Same situation. I put node into maintenace mode with command ha-manager crm-command node-maintenance enable <node>
and tryied to drain node
Jan 31 22:26:17 pvesrv3 pvedaemon[1281]: <root@pam> starting task UPID:pvesrv3:000A992A:039A1562:697E5759:migrateall::root@pam:
Jan 31 22:26:17 pvesrv3 pvedaemon[694570]: <root@pam> starting task UPID:pvesrv3:000A992B:039A1565:697E5759:hamigrate:101:root@pam:
Jan 31 22:26:20 pvesrv3 pvedaemon[694570]: <root@pam> starting task UPID:pvesrv3:000A997B:039A1694:697E575C:hamigrate:105:root@pam:
Jan 31 22:26:23 pvesrv3 pvedaemon[694570]: <root@pam> starting task UPID:pvesrv3:000A99A7:039A17C2:697E575F:hamigrate:123:root@pam:
Jan 31 22:26:24 pvesrv3 pvedaemon[694695]: command 'ha-manager migrate vm:123 pvesrv1' failed: exit code 2
Jan 31 22:26:26 pvesrv3 pvedaemon[1281]: <root@pam> end task UPID:pvesrv3:000A992A:039A1562:697E5759:migrateall::root@pam: OK
Jan 31 22:26:29 pvesrv3 pmxcfs[1085]: [status] notice: received log
Jan 31 22:26:44 pvesrv3 pmxcfs[1085]: [status] notice: received log
Jan 31 22:26:59 pvesrv3 pmxcfs[1085]: [status] notice: received log
Jan 31 22:27:14 pvesrv3 pmxcfs[1085]: [status] notice: received log
Jan 31 22:27:29 pvesrv3 pmxcfs[1085]: [status] notice: received log
Jan 31 22:27:44 pvesrv3 pmxcfs[1085]: [status] notice: received log
Jan 31 22:27:59 pvesrv3 pmxcfs[1085]: [status] notice: received log
Jan 31 22:28:14 pvesrv3 pmxcfs[1085]: [status] notice: received log
Jan 31 22:28:28 pvesrv3 pvedaemon[1281]: <root@pam> starting task UPID:pvesrv3:000A9E45:039A488D:697E57DC:migrateall::root@pam:
Jan 31 22:28:28 pvesrv3 pvedaemon[695877]: <root@pam> starting task UPID:pvesrv3:000A9E46:039A4890:697E57DC:hamigrate:101:root@pam:
Jan 31 22:28:29 pvesrv3 pmxcfs[1085]: [status] notice: received log
Jan 31 22:28:31 pvesrv3 pvedaemon[695877]: <root@pam> starting task UPID:pvesrv3:000A9E98:039A49BF:697E57DF:hamigrate:105:root@pam:
Jan 31 22:28:34 pvesrv3 pvedaemon[695877]: <root@pam> starting task UPID:pvesrv3:000A9EC2:039A4AEE:697E57E2:hamigrate:123:root@pam:
Jan 31 22:28:37 pvesrv3 pvedaemon[1281]: <root@pam> end task UPID:pvesrv3:000A9E45:039A488D:697E57DC:migrateall::root@pam: OK
Jan 31 22:28:44 pvesrv3 pmxcfs[1085]: [status] notice: received log
Jan 31 22:28:59 pvesrv3 pmxcfs[1085]: [status] notice: received log
Jan 31 22:29:14 pvesrv3 pmxcfs[1085]: [status] notice: received log
Jan 31 22:29:29 pvesrv3 pmxcfs[1085]: [status] notice: received log
but nothing happen, the only error because affiniti rule. after disabling HA rules nothing changed: all vms are still on the node
 
Hi!

Could you also send the output for journalctl -u pve-ha-crm -u pve-ha-lrm --since '2026-01-31 22:25:00' --until '2026-01-31 22:30:00' on the involved nodes (especially the HA Manager)? This shows explicitly when the node maintenance mode is enabled/disabled and which migrations are done from and why.

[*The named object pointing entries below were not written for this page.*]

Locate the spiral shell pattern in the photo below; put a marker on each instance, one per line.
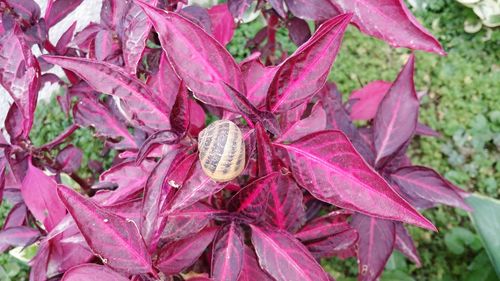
(222, 150)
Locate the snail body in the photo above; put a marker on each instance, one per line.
(222, 150)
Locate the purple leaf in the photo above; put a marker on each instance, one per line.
(177, 256)
(404, 244)
(391, 21)
(284, 257)
(312, 9)
(222, 23)
(188, 221)
(199, 60)
(257, 79)
(59, 9)
(88, 271)
(238, 7)
(366, 100)
(397, 115)
(298, 30)
(285, 209)
(39, 194)
(69, 159)
(88, 112)
(110, 79)
(228, 253)
(156, 193)
(340, 244)
(328, 166)
(251, 200)
(127, 253)
(20, 75)
(136, 30)
(305, 72)
(376, 241)
(19, 236)
(197, 187)
(423, 183)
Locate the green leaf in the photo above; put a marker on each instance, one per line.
(486, 219)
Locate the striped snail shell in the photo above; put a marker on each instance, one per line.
(222, 150)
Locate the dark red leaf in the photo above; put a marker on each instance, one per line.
(177, 256)
(328, 166)
(422, 183)
(116, 240)
(228, 253)
(391, 21)
(199, 60)
(376, 242)
(305, 72)
(39, 194)
(88, 271)
(59, 9)
(222, 23)
(312, 9)
(366, 100)
(284, 257)
(397, 115)
(135, 97)
(20, 74)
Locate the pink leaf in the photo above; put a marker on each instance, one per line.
(366, 100)
(114, 239)
(391, 21)
(222, 23)
(426, 184)
(228, 254)
(376, 241)
(39, 194)
(91, 271)
(177, 256)
(112, 80)
(199, 60)
(397, 115)
(284, 257)
(328, 166)
(305, 72)
(20, 75)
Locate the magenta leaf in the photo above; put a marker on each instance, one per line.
(177, 256)
(328, 166)
(88, 112)
(58, 10)
(312, 9)
(126, 253)
(222, 23)
(423, 183)
(305, 72)
(391, 21)
(87, 271)
(284, 257)
(366, 100)
(404, 244)
(19, 236)
(188, 221)
(228, 253)
(197, 187)
(199, 60)
(376, 242)
(251, 269)
(112, 80)
(20, 75)
(397, 115)
(39, 194)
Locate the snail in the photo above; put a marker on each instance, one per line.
(222, 150)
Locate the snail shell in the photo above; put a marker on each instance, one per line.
(222, 150)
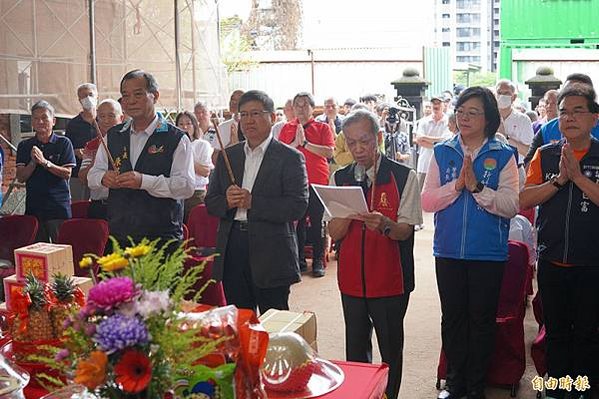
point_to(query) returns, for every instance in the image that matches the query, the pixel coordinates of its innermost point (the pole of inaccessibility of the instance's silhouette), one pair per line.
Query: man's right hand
(235, 196)
(109, 179)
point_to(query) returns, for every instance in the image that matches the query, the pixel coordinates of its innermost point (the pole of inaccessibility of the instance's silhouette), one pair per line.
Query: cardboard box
(43, 260)
(285, 321)
(11, 283)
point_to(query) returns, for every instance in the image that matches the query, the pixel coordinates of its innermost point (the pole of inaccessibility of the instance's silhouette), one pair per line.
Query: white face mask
(88, 103)
(504, 101)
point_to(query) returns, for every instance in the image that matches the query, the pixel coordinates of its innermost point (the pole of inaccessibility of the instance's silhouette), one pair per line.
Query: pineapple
(63, 288)
(39, 326)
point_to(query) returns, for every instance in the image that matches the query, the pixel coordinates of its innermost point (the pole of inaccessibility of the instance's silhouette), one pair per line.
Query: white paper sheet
(341, 202)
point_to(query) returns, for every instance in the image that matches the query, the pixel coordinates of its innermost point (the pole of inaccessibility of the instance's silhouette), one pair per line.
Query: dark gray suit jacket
(279, 196)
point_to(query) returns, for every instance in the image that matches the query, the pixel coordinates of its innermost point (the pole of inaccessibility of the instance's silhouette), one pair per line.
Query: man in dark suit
(256, 236)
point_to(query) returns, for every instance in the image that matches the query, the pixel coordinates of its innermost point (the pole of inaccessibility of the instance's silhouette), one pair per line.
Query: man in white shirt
(431, 130)
(154, 168)
(515, 126)
(257, 210)
(110, 114)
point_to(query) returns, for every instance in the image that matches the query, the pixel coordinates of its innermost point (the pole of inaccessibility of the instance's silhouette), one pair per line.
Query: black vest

Additionally, is there any other external program issuing the migrateall commands?
 
Sorry but node was decommisioned already. all "migrate all" commands were pushed trough webUI, there was not any externall aps to do so.
Any way workaround is: disable maintaince mode, disable all HA rules, migrate vms and turn maintaince mode again.